Qui va maintenir le contenu pédagogique à jour ? Une forge ? Alors pourquoi adopterait-elle des formats qui ne lui conviendraient pas ? Et qui empêchera la naissance d’une autre forge de partage qui choisirait de faire autrement ? Qui accompagnera les enseignants dans leurs choix ? Que se passera t’il lorsque ce sont ces orientations qui auront pris le pas sur les producteurs commerciaux de contenu et que ces « forges » adopteront un modèle de type Freemium gratuit pour une partie et payante pour les petits plus qui font souvent la différence ? Nous changerons d’influenceurs mais où seront-ils situés ? En France, en Europe, en Asie ?

Le libre, comme toujours, propose une vision si attrayante, si facile, si attractive. Personne ne veut voir les couts cachés, les pertes d’autonomies, les fuites de compétences à l’étranger.

Soyez aussi inspiré par le libre que par ce qui se passe avec Google en ce moment ! Google, le grand défenseur du libre qui est en train de mettre à bas toute l’industrie de l’information et du livre. Étonnant que tous les analystes aient vu le danger que représentait Ruppert Murdock (grand méchant loup de capitaliste qui a racheté tout ce qui bougeait à une époque) et pas celui représentait par Google (mon ami Google !).

Équilibre : c’est le maitre mot qu’il faut conserver quoi qu’il en coute.
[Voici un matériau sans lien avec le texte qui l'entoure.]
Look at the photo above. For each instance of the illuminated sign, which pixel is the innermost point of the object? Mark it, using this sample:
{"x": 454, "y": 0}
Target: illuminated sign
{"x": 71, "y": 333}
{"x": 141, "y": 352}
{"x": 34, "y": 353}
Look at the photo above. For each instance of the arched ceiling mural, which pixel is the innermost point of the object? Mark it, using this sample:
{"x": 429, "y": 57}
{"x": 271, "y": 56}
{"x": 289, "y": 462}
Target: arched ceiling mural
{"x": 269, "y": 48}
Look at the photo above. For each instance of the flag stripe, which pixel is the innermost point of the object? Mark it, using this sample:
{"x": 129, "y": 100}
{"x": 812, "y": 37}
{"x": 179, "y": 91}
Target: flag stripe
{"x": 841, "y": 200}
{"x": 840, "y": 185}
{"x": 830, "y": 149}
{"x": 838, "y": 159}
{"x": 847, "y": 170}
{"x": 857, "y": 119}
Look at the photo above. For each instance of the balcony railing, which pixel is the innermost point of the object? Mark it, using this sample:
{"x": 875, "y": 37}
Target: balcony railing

L’enseignant est encore une fois présenté comme une victime qui « subit un outil, un support, des contenus imposés et non agile » ! Ne trouvez-vous pas que c’est abusif comme description ? Donc les autres salariés du monde (tous métiers confondus) sont, eux, libres de choisir leurs outils, les contenus qu’ils manipulent et les orientations de leur travail ! Mais quand va-t-on arrêter de considérer le travail d’enseignant différemment des autres emplois ? Dans ce cas le médecin, le maçon, le boulanger et tous les autres devraient aussi être considérés unitairement dans leurs spécificités.

Universalité : c’est le second maitre mot. Le numérique s’impose et transforme comme la voiture, le chemin de fer, les évolutions de la médecine, etc … Faire croire que l’on peut éviter cette conséquence c’est d’emblée poser les conditions de l’échec.